Division of Epidemiology and Community Health, School of Public Health, University of Minnesota, Minneapolis, MN 55454, USA.
Int J Obes (Lond). 2012 Apr;36(4):535-41. doi: 10.1038/ijo.2011.238. Epub 2011 Nov 29.
To estimate differences in skeletal maturity and stature from birth to age 18 years between individuals who are overweight vs normal weight in young adulthood.
Weight, length and height, and relative skeletal age (skeletal-chronological age) were assessed annually from birth to age 18 years in 521 subjects (255 women) in the Fels Longitudinal Study who were overweight or obese (body mass index (BMI) >25 kg m(-2), n=131) or normal weight (n=390) in young adulthood (18-30 years). Generalized estimating equations were used to test for skeletal maturity and stature differences by young adult BMI status.
Differences in height increased during puberty, being significant for girls at ages 10 to 12 years, and for boys at ages 11 to 13 years (P-values<0.001), with overweight or obese adults being ∼3 cm taller at those ages than normal weight adults. These differences then diminished so that by age 18 years, overweight or obese adults were not significantly different in stature to their normal weight peers. Differences in skeletal maturity were similar, but more pervasive; overweight or obese adults were more skeletally advanced throughout childhood. Skeletal maturity differences peaked at chronological age 12 in boys and 14 in girls (P-values<0.001), with overweight or obese adults being ∼1 year more advanced than normal weight adults.
This descriptive study is the first to track advanced skeletal maturity and linear growth acceleration throughout infancy, childhood and adolescence in individuals who become overweight, showing that differences occur primarily around the time of the pubertal growth spurt. Increased BMI in children on a path to becoming overweight adults precedes an advancement in skeletal development and subsequently tall stature during puberty. Further work is required to assess the predictive value of accelerated pubertal height growth for assessing obesity risk in a variety of populations.

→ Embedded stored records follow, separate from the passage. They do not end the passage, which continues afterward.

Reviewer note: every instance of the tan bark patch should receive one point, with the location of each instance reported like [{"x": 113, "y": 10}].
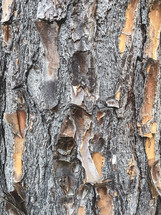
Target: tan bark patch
[
  {"x": 129, "y": 23},
  {"x": 98, "y": 160},
  {"x": 105, "y": 202},
  {"x": 150, "y": 150},
  {"x": 146, "y": 113},
  {"x": 18, "y": 121},
  {"x": 154, "y": 30}
]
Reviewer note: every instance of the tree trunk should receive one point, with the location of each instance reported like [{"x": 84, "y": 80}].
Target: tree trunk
[{"x": 80, "y": 107}]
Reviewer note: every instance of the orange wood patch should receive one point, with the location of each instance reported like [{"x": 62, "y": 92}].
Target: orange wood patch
[
  {"x": 105, "y": 202},
  {"x": 99, "y": 162},
  {"x": 129, "y": 23},
  {"x": 154, "y": 30}
]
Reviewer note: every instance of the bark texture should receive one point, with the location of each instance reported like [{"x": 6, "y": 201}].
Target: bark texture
[{"x": 80, "y": 107}]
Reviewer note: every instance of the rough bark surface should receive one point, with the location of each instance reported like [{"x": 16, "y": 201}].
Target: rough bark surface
[{"x": 80, "y": 107}]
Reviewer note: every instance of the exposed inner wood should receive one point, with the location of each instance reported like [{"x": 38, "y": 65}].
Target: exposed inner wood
[
  {"x": 149, "y": 94},
  {"x": 99, "y": 162},
  {"x": 150, "y": 150},
  {"x": 129, "y": 23},
  {"x": 105, "y": 202},
  {"x": 154, "y": 30},
  {"x": 18, "y": 121}
]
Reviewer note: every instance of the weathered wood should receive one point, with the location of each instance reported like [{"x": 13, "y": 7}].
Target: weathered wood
[{"x": 80, "y": 107}]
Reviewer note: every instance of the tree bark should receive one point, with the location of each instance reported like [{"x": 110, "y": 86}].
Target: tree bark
[{"x": 80, "y": 107}]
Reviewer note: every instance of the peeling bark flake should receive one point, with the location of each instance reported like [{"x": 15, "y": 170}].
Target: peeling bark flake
[{"x": 129, "y": 24}]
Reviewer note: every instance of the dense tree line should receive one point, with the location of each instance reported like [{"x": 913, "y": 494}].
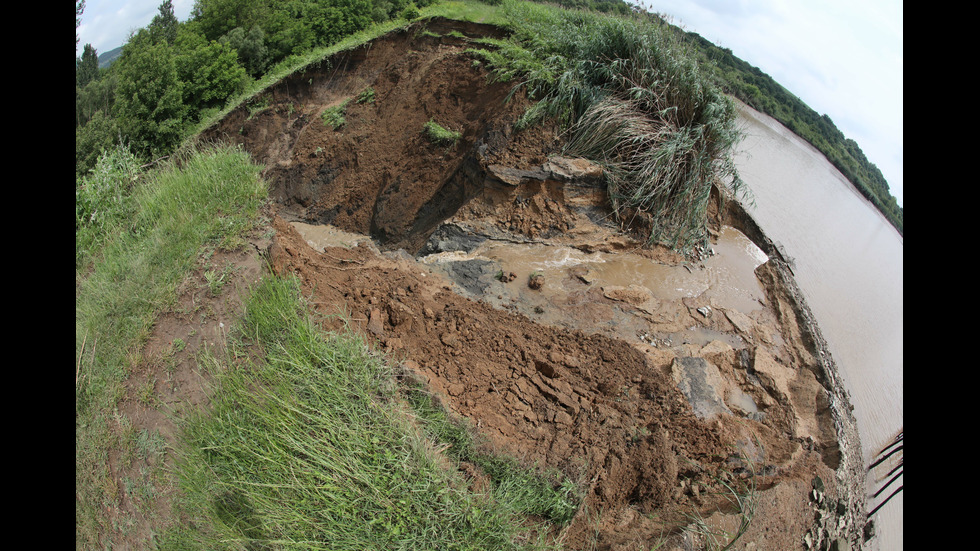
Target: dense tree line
[
  {"x": 171, "y": 74},
  {"x": 762, "y": 93}
]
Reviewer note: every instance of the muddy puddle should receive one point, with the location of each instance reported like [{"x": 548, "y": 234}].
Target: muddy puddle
[{"x": 622, "y": 294}]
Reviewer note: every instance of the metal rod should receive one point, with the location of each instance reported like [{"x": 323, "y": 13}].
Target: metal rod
[
  {"x": 880, "y": 505},
  {"x": 886, "y": 456},
  {"x": 882, "y": 489}
]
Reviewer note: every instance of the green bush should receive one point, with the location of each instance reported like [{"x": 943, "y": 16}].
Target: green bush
[
  {"x": 410, "y": 12},
  {"x": 439, "y": 135},
  {"x": 102, "y": 199},
  {"x": 335, "y": 116}
]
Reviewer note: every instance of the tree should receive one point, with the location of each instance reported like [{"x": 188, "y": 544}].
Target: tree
[
  {"x": 209, "y": 71},
  {"x": 149, "y": 96},
  {"x": 164, "y": 24},
  {"x": 252, "y": 52},
  {"x": 87, "y": 67},
  {"x": 79, "y": 8}
]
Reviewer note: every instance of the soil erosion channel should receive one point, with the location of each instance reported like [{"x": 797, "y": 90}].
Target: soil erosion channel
[{"x": 489, "y": 269}]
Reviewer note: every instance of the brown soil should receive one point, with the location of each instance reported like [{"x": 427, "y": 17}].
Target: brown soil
[{"x": 600, "y": 405}]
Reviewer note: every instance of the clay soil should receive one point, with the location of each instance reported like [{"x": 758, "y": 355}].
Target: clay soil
[{"x": 604, "y": 408}]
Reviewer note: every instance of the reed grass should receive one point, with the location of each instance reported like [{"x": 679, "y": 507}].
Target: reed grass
[
  {"x": 208, "y": 198},
  {"x": 632, "y": 99},
  {"x": 310, "y": 447}
]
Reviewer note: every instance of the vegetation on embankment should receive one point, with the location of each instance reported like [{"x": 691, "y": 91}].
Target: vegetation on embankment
[
  {"x": 138, "y": 235},
  {"x": 311, "y": 445},
  {"x": 307, "y": 440},
  {"x": 189, "y": 74},
  {"x": 759, "y": 91},
  {"x": 634, "y": 100}
]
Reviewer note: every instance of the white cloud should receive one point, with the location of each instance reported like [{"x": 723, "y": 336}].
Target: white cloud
[{"x": 842, "y": 58}]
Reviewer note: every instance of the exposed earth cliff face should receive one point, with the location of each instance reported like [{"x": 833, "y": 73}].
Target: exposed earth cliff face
[{"x": 657, "y": 405}]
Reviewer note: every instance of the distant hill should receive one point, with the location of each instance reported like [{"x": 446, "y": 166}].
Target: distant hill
[{"x": 106, "y": 59}]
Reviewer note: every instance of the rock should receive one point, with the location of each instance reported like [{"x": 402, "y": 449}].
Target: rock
[
  {"x": 743, "y": 323},
  {"x": 577, "y": 169},
  {"x": 774, "y": 376},
  {"x": 635, "y": 295},
  {"x": 375, "y": 322},
  {"x": 535, "y": 281}
]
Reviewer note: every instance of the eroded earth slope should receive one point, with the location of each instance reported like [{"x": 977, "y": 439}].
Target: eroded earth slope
[{"x": 657, "y": 404}]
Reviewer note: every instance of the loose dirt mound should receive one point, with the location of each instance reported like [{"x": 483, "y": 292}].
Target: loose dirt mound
[{"x": 609, "y": 411}]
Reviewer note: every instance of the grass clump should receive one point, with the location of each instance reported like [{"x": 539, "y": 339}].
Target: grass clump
[
  {"x": 440, "y": 135},
  {"x": 152, "y": 227},
  {"x": 366, "y": 96},
  {"x": 633, "y": 99},
  {"x": 335, "y": 116},
  {"x": 309, "y": 447}
]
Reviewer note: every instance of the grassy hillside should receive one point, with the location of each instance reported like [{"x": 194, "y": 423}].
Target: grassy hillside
[
  {"x": 306, "y": 441},
  {"x": 764, "y": 94}
]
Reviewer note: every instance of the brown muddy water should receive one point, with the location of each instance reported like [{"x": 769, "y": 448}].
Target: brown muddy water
[
  {"x": 849, "y": 265},
  {"x": 574, "y": 283}
]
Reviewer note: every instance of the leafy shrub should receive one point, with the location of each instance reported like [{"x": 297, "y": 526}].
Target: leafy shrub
[
  {"x": 102, "y": 198},
  {"x": 439, "y": 135},
  {"x": 335, "y": 116},
  {"x": 410, "y": 12}
]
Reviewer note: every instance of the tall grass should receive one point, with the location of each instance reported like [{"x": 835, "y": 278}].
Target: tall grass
[
  {"x": 209, "y": 199},
  {"x": 634, "y": 100},
  {"x": 309, "y": 447}
]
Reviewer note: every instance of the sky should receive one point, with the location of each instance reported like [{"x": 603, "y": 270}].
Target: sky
[{"x": 843, "y": 58}]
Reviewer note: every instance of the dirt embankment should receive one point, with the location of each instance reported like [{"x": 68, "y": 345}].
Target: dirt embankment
[{"x": 655, "y": 430}]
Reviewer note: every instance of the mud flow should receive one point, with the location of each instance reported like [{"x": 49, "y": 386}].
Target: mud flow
[{"x": 492, "y": 270}]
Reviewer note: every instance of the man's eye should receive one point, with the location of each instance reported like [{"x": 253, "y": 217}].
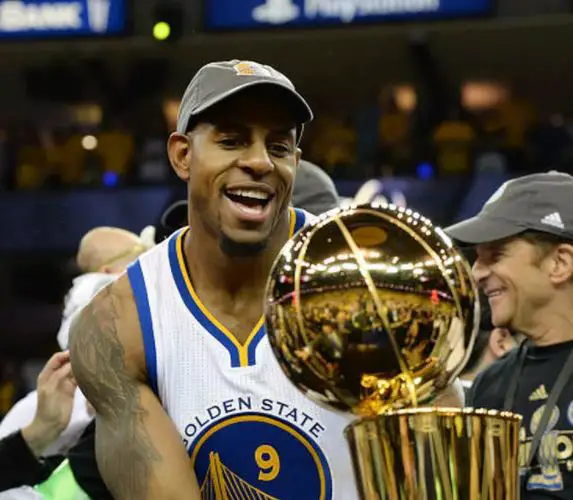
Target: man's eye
[
  {"x": 280, "y": 149},
  {"x": 230, "y": 142}
]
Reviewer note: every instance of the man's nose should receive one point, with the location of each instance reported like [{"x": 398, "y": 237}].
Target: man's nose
[{"x": 257, "y": 160}]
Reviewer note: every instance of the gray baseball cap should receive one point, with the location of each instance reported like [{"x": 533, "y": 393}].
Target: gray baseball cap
[
  {"x": 217, "y": 81},
  {"x": 540, "y": 202}
]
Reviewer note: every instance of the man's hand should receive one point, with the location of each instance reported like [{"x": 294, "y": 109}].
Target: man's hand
[{"x": 56, "y": 391}]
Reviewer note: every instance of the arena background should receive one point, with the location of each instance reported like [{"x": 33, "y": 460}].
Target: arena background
[{"x": 436, "y": 101}]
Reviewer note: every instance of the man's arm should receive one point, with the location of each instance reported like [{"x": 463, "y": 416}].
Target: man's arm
[{"x": 139, "y": 452}]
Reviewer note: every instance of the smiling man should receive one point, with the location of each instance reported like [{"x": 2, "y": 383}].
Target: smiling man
[
  {"x": 173, "y": 356},
  {"x": 523, "y": 238}
]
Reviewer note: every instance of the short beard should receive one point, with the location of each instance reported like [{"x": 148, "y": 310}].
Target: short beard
[{"x": 233, "y": 249}]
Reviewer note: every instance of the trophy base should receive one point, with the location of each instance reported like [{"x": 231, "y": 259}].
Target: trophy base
[{"x": 436, "y": 454}]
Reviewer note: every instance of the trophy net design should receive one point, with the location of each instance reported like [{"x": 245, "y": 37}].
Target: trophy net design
[{"x": 372, "y": 311}]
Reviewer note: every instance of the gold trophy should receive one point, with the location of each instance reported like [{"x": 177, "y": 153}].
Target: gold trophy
[{"x": 371, "y": 310}]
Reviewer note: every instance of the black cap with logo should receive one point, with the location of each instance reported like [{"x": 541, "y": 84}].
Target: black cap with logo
[
  {"x": 217, "y": 81},
  {"x": 540, "y": 202}
]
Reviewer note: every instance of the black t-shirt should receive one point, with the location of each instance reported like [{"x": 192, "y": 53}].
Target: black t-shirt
[{"x": 553, "y": 480}]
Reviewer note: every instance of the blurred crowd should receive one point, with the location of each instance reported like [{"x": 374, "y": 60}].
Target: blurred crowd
[{"x": 396, "y": 136}]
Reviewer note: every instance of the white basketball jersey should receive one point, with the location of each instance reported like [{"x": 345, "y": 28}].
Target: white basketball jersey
[{"x": 250, "y": 433}]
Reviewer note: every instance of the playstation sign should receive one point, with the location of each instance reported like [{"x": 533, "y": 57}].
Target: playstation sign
[
  {"x": 247, "y": 14},
  {"x": 61, "y": 18}
]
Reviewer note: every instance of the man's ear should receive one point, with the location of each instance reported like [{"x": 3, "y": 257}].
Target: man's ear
[
  {"x": 298, "y": 156},
  {"x": 179, "y": 153}
]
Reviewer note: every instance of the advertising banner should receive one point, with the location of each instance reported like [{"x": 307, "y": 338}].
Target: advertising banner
[{"x": 26, "y": 19}]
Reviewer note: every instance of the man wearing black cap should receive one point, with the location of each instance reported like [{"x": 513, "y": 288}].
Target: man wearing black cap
[
  {"x": 174, "y": 357},
  {"x": 523, "y": 239}
]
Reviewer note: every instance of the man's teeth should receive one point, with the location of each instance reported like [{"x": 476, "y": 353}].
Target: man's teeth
[
  {"x": 249, "y": 193},
  {"x": 257, "y": 209}
]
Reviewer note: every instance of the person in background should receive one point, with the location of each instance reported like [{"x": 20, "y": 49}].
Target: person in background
[
  {"x": 20, "y": 451},
  {"x": 103, "y": 254},
  {"x": 454, "y": 139},
  {"x": 523, "y": 237},
  {"x": 314, "y": 191}
]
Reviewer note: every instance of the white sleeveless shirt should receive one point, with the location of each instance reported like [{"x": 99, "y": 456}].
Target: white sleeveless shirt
[{"x": 249, "y": 432}]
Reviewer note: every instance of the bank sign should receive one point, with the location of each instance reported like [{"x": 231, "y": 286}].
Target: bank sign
[
  {"x": 61, "y": 18},
  {"x": 246, "y": 14}
]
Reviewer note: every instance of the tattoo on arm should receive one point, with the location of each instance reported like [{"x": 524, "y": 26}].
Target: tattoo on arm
[{"x": 124, "y": 450}]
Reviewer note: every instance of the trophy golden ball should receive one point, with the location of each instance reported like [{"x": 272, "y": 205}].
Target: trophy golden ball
[{"x": 371, "y": 308}]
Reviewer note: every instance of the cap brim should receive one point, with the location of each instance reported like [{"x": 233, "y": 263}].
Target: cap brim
[
  {"x": 480, "y": 229},
  {"x": 303, "y": 112}
]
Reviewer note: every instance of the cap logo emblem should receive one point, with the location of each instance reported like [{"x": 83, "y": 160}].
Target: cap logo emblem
[{"x": 248, "y": 68}]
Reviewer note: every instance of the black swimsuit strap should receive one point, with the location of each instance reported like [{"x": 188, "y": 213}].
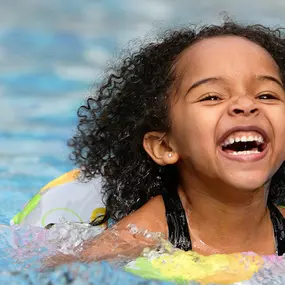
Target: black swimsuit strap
[
  {"x": 178, "y": 232},
  {"x": 278, "y": 223}
]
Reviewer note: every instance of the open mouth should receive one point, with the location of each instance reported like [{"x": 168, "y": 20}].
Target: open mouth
[{"x": 245, "y": 144}]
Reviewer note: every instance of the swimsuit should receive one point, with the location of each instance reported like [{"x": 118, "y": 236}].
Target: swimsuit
[{"x": 178, "y": 232}]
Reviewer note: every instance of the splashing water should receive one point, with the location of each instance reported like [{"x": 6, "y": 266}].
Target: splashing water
[{"x": 22, "y": 251}]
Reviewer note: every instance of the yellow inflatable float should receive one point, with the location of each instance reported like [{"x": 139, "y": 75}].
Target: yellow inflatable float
[
  {"x": 67, "y": 199},
  {"x": 63, "y": 199}
]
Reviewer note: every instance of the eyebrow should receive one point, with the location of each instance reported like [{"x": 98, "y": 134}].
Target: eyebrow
[
  {"x": 215, "y": 79},
  {"x": 203, "y": 81},
  {"x": 270, "y": 78}
]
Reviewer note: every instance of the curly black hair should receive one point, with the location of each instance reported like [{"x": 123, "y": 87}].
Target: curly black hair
[{"x": 132, "y": 101}]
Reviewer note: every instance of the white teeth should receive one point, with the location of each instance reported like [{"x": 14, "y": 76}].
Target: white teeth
[
  {"x": 245, "y": 152},
  {"x": 237, "y": 139},
  {"x": 232, "y": 140}
]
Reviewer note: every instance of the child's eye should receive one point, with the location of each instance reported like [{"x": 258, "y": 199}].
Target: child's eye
[
  {"x": 211, "y": 98},
  {"x": 267, "y": 96}
]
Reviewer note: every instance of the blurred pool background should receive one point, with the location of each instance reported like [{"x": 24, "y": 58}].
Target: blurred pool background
[{"x": 52, "y": 52}]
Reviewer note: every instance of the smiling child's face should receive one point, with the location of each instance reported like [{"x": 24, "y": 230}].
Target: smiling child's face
[{"x": 228, "y": 112}]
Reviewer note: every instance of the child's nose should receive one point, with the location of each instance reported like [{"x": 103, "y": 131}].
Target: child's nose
[{"x": 245, "y": 106}]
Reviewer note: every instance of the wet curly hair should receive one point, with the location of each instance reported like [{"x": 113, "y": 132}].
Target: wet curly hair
[{"x": 133, "y": 100}]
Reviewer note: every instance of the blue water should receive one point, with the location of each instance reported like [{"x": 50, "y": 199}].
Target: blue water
[{"x": 51, "y": 53}]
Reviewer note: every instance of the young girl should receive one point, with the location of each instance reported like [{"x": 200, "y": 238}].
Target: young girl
[{"x": 188, "y": 135}]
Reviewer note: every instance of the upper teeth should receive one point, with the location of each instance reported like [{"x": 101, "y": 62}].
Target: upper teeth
[{"x": 232, "y": 140}]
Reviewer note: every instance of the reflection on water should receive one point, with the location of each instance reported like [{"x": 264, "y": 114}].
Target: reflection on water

评估成年早期体重正常和超重个体从出生到 18 岁时的骨骼成熟度和身高差异。
在 Fels 纵向研究中,521 名受试者(255 名女性)从出生到 18 岁时每年评估体重、长度和身高以及相对骨骼年龄(骨骼-年龄),这些受试者在成年早期(18-30 岁)超重或肥胖(体重指数(BMI)>25kg/m²,n=131)或体重正常(n=390)。使用广义估计方程检验成年早期 BMI 状态对骨骼成熟度和身高的差异。
青春期身高差异增加,女孩在 10 至 12 岁,男孩在 11 至 13 岁时差异显著(P<0.001),超重或肥胖成年人在这些年龄比正常体重成年人高约 3cm。这些差异随后减小,以至于到 18 岁时,超重或肥胖成年人的身高与正常体重同龄人无显著差异。骨骼成熟度差异相似,但更普遍;超重或肥胖成年人在整个儿童期骨骼发育更为先进。男孩骨骼成熟度差异在 12 岁时和女孩 14 岁时达到峰值(P<0.001),超重或肥胖成年人比正常体重成年人大约 1 岁更为成熟。
这项描述性研究是首次追踪超重个体在婴儿期、儿童期和青春期骨骼成熟度和线性生长加速的情况,表明差异主要发生在青春期生长突增前后。儿童 BMI 增加是成为超重成年人的前兆,随后青春期骨骼发育和身高增长加快。需要进一步研究评估加速青春期身高增长对评估各种人群肥胖风险的预测价值。